This is a complete edit of the question because I must have asked my question poorly based on the answers - so I will try to be more clear.
I have an object that I am trying to scrape. In my code used on my laptop I have no problems getting this to work. When I transfered over to Pythonanywhere I no longer could get the information I am looking for.

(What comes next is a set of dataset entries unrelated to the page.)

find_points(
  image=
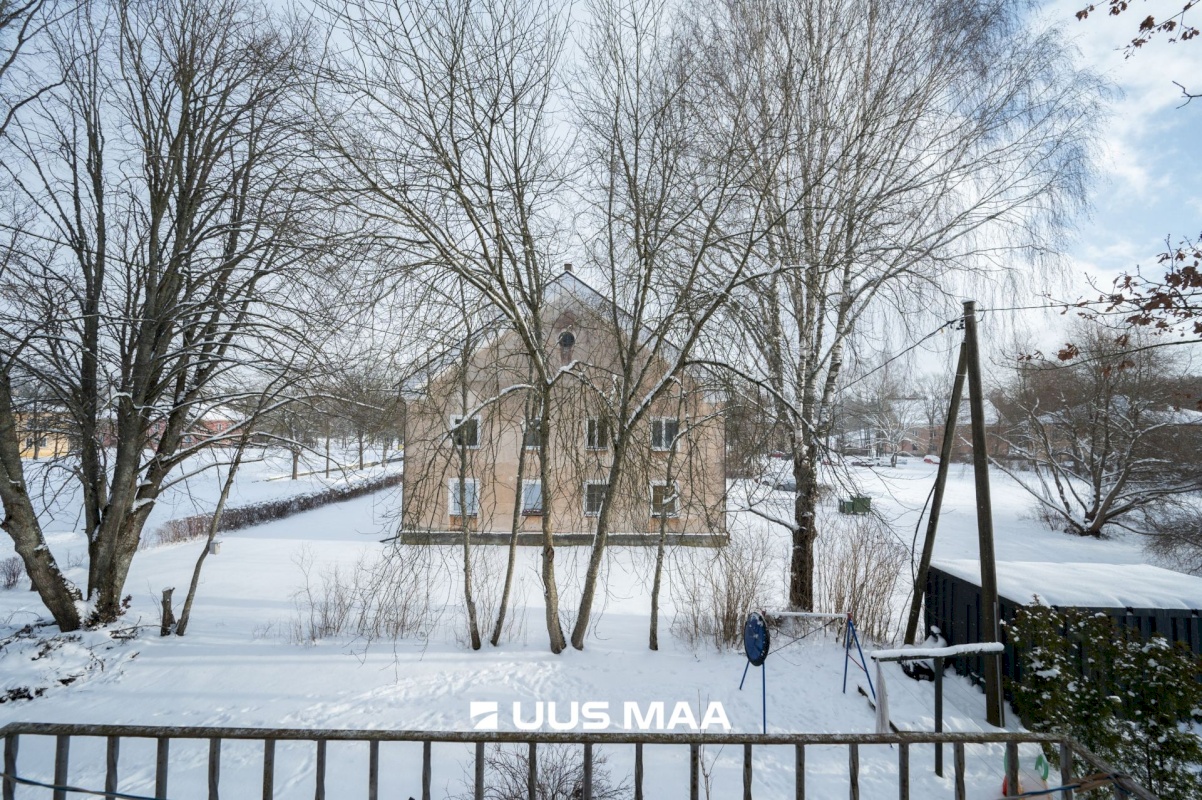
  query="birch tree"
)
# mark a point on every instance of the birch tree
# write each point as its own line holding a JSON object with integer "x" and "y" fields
{"x": 442, "y": 117}
{"x": 676, "y": 227}
{"x": 928, "y": 144}
{"x": 158, "y": 183}
{"x": 1106, "y": 437}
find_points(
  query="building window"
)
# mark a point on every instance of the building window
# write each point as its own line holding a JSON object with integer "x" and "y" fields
{"x": 469, "y": 496}
{"x": 664, "y": 433}
{"x": 465, "y": 431}
{"x": 594, "y": 496}
{"x": 533, "y": 437}
{"x": 531, "y": 497}
{"x": 596, "y": 436}
{"x": 664, "y": 499}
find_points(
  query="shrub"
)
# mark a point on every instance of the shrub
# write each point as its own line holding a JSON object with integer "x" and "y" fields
{"x": 11, "y": 571}
{"x": 1134, "y": 702}
{"x": 858, "y": 567}
{"x": 382, "y": 597}
{"x": 234, "y": 519}
{"x": 713, "y": 595}
{"x": 560, "y": 774}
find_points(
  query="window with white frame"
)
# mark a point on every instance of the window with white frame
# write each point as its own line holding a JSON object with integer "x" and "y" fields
{"x": 596, "y": 435}
{"x": 464, "y": 497}
{"x": 531, "y": 497}
{"x": 664, "y": 433}
{"x": 465, "y": 431}
{"x": 594, "y": 497}
{"x": 665, "y": 499}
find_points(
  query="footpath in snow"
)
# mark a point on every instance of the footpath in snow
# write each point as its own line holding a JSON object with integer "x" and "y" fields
{"x": 245, "y": 661}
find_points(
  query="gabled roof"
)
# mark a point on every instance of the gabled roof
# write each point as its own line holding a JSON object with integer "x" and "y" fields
{"x": 566, "y": 285}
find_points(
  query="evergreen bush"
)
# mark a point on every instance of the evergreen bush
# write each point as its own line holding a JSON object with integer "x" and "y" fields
{"x": 1132, "y": 702}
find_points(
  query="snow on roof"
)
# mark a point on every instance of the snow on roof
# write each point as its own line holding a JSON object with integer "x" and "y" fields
{"x": 1094, "y": 585}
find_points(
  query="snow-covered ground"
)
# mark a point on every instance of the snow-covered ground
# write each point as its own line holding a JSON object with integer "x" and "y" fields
{"x": 241, "y": 663}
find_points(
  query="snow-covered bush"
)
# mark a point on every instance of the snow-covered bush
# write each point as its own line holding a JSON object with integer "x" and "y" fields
{"x": 384, "y": 596}
{"x": 234, "y": 519}
{"x": 11, "y": 569}
{"x": 560, "y": 775}
{"x": 858, "y": 567}
{"x": 1174, "y": 537}
{"x": 713, "y": 592}
{"x": 1131, "y": 700}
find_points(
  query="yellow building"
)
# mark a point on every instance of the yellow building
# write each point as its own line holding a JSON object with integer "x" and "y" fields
{"x": 41, "y": 436}
{"x": 676, "y": 471}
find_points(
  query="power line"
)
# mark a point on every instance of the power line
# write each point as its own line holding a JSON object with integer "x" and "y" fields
{"x": 908, "y": 350}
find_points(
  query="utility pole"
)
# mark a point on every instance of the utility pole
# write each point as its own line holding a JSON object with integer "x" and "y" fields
{"x": 989, "y": 632}
{"x": 936, "y": 501}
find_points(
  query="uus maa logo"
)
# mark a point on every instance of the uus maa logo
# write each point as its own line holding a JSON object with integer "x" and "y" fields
{"x": 597, "y": 715}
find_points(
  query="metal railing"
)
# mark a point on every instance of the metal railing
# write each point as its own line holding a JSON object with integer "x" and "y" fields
{"x": 1071, "y": 753}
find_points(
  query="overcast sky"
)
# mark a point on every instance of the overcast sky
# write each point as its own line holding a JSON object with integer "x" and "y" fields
{"x": 1150, "y": 181}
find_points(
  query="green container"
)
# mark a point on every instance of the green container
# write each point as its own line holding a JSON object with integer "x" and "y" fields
{"x": 857, "y": 505}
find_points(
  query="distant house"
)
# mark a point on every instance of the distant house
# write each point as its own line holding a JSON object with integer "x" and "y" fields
{"x": 208, "y": 428}
{"x": 468, "y": 425}
{"x": 915, "y": 425}
{"x": 42, "y": 435}
{"x": 1140, "y": 597}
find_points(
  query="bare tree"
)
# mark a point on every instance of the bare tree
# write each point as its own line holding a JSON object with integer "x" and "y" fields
{"x": 442, "y": 115}
{"x": 927, "y": 143}
{"x": 1105, "y": 435}
{"x": 165, "y": 239}
{"x": 676, "y": 227}
{"x": 23, "y": 27}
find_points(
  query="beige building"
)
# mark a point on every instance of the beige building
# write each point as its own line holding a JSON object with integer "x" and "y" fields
{"x": 42, "y": 435}
{"x": 474, "y": 427}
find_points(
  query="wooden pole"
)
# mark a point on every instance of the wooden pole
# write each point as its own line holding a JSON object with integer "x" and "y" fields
{"x": 936, "y": 501}
{"x": 989, "y": 630}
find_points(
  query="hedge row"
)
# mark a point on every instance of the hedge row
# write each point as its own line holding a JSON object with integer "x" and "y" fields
{"x": 234, "y": 519}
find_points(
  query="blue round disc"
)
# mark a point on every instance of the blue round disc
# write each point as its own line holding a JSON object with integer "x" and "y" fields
{"x": 755, "y": 638}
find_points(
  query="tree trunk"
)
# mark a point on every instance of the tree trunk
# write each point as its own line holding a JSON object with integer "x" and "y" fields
{"x": 516, "y": 527}
{"x": 599, "y": 543}
{"x": 214, "y": 523}
{"x": 801, "y": 579}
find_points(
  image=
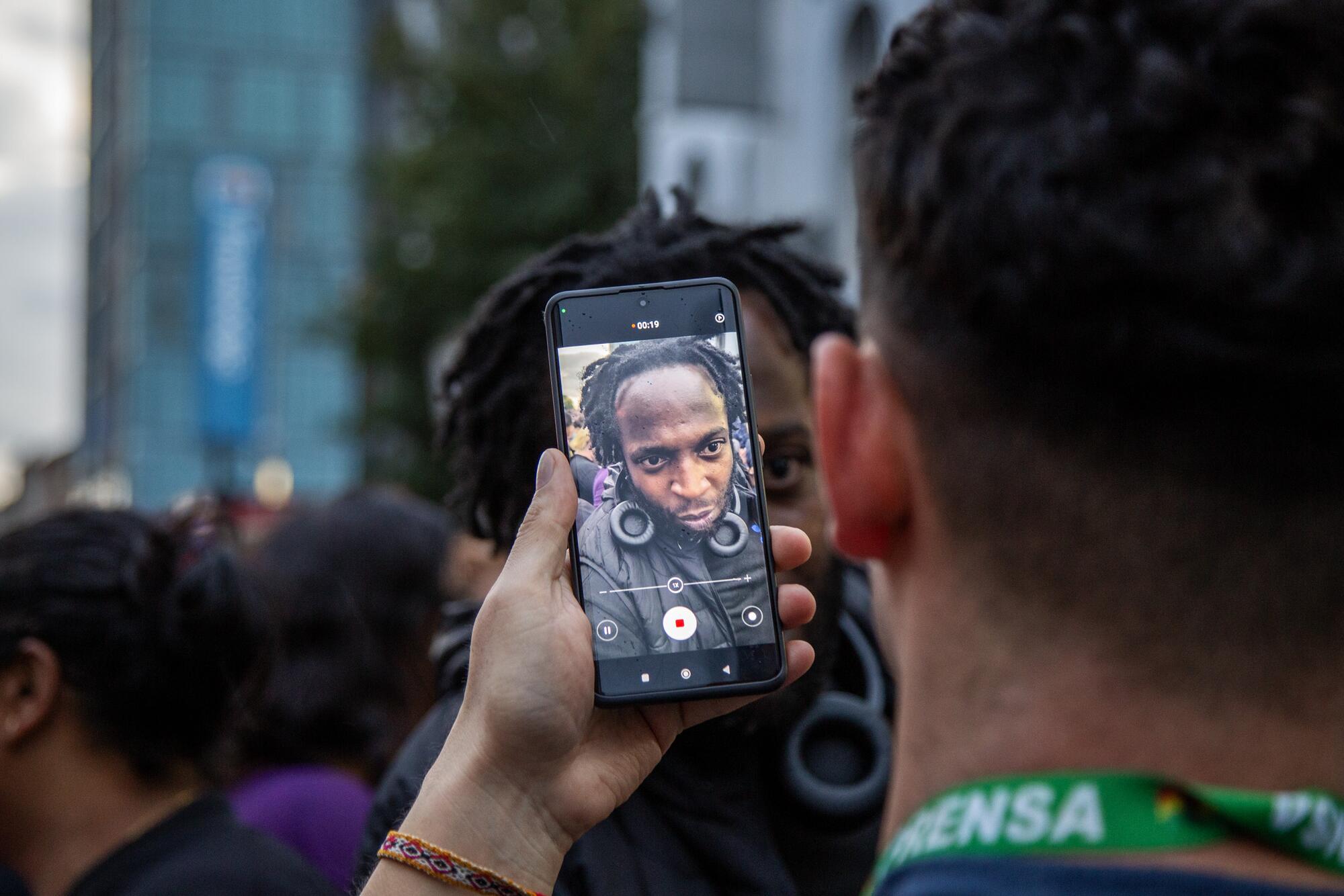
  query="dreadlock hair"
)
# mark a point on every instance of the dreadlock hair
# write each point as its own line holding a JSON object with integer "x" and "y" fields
{"x": 494, "y": 406}
{"x": 603, "y": 381}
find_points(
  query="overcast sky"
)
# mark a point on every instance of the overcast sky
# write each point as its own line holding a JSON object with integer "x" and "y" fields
{"x": 44, "y": 169}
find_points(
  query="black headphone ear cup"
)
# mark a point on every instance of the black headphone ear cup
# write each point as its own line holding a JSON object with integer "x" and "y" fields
{"x": 631, "y": 526}
{"x": 838, "y": 758}
{"x": 729, "y": 537}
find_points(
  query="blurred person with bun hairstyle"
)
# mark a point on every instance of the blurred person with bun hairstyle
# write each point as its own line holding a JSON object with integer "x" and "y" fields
{"x": 123, "y": 656}
{"x": 354, "y": 592}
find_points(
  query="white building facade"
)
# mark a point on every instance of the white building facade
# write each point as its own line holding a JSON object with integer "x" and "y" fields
{"x": 749, "y": 105}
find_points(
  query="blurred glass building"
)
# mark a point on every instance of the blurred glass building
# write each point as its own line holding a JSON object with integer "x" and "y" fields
{"x": 224, "y": 244}
{"x": 749, "y": 105}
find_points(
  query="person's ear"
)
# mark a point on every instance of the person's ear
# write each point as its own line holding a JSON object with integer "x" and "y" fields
{"x": 859, "y": 413}
{"x": 29, "y": 688}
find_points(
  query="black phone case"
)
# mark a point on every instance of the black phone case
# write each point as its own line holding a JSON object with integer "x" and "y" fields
{"x": 765, "y": 686}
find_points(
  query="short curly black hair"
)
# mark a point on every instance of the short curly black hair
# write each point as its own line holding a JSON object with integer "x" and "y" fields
{"x": 495, "y": 408}
{"x": 1104, "y": 255}
{"x": 159, "y": 641}
{"x": 603, "y": 382}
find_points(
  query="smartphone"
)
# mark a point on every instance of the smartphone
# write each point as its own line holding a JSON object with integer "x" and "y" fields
{"x": 671, "y": 545}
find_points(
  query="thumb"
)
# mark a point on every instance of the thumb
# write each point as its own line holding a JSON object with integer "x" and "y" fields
{"x": 545, "y": 535}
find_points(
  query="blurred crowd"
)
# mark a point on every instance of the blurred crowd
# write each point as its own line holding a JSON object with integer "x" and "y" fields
{"x": 1088, "y": 449}
{"x": 178, "y": 702}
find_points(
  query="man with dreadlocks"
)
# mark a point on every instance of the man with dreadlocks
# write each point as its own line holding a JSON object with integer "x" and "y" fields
{"x": 678, "y": 503}
{"x": 720, "y": 816}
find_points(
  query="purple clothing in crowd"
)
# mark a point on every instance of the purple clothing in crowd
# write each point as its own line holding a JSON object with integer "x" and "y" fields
{"x": 317, "y": 811}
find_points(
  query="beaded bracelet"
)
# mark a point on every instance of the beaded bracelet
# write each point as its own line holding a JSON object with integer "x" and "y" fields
{"x": 447, "y": 867}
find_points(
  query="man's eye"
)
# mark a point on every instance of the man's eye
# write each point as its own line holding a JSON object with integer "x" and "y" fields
{"x": 783, "y": 472}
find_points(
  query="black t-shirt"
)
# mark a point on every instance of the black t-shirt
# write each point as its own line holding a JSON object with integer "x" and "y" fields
{"x": 1037, "y": 878}
{"x": 204, "y": 851}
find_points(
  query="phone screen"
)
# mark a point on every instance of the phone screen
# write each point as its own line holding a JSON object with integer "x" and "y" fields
{"x": 673, "y": 557}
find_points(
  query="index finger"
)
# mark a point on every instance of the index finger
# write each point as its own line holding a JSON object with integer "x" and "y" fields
{"x": 792, "y": 547}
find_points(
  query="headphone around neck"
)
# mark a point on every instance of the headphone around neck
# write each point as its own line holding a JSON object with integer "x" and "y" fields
{"x": 632, "y": 527}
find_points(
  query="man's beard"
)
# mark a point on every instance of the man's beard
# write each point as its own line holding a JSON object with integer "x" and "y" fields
{"x": 666, "y": 522}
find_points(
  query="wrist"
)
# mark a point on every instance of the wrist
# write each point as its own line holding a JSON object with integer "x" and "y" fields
{"x": 490, "y": 819}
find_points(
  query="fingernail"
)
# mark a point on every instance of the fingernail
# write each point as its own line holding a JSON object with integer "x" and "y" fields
{"x": 545, "y": 468}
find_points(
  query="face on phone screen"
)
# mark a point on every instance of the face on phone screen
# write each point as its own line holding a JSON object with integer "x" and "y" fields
{"x": 673, "y": 557}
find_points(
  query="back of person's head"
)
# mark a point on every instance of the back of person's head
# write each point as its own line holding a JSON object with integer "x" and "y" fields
{"x": 157, "y": 639}
{"x": 354, "y": 590}
{"x": 497, "y": 406}
{"x": 1104, "y": 257}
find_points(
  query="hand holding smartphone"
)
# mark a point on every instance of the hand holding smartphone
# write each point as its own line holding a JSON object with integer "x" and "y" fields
{"x": 671, "y": 546}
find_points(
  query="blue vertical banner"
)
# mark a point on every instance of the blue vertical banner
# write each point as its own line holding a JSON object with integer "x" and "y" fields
{"x": 233, "y": 206}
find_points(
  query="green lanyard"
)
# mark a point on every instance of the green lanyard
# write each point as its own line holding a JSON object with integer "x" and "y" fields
{"x": 1107, "y": 812}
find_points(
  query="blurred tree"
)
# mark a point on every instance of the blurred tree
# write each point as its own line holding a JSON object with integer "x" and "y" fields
{"x": 510, "y": 126}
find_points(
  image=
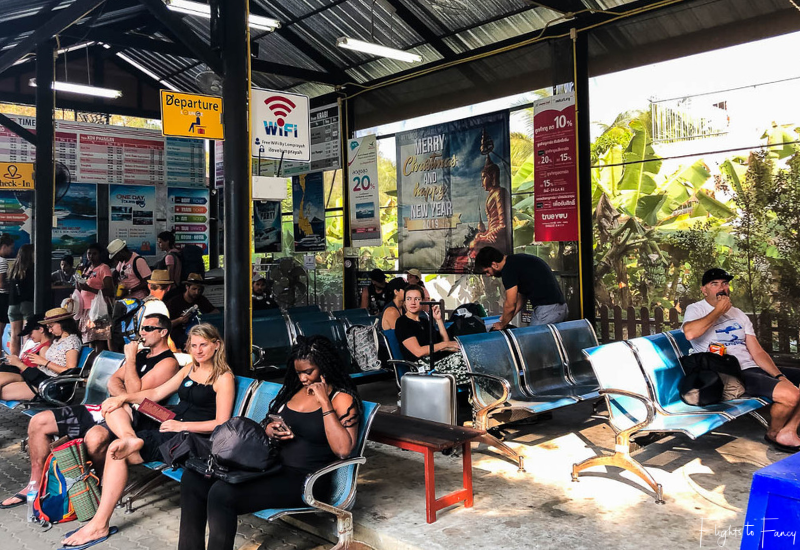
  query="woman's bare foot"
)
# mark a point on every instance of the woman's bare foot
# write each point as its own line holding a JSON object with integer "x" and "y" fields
{"x": 122, "y": 448}
{"x": 87, "y": 533}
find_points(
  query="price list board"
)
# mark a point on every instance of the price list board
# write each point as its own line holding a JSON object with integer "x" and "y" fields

The code that works on my system is:
from urllib.request import urlopen
from selenium import webdriver
from selenium.webdriver.common.by import By
from selenium.webdriver.support.ui import WebDriverWait
from selenium.webdriver.support import expected_conditions as EC
from selenium.common.exceptions import NoSuchElementException
from selenium.common.exceptions import TimeoutException
from selenium.webdriver.common.keys import Keys
from bs4 import BeautifulSoup
import csv
import time
import re
#68 lines of code for another section of the site above this working well on my system and on pythonanywhere.
pageSource = driver.page_source
bsObj = BeautifulSoup(pageSource)
try:
parcel_number = bsObj.find(id="mParcelnumbersitusaddress_mParcelNumber")
s_parcel_number =parcel_number.get_text()
except AttributeError as e:
s_parcel_number = "Parcel Number not found"
# same kind of code (all working) that gets 10 more pieces of data
# Tax Year
try:
pause = WebDriverWait(driver, 20).until(EC.presence_of_element_located((By.ID, "TaxesBalancePaymentCalculator")))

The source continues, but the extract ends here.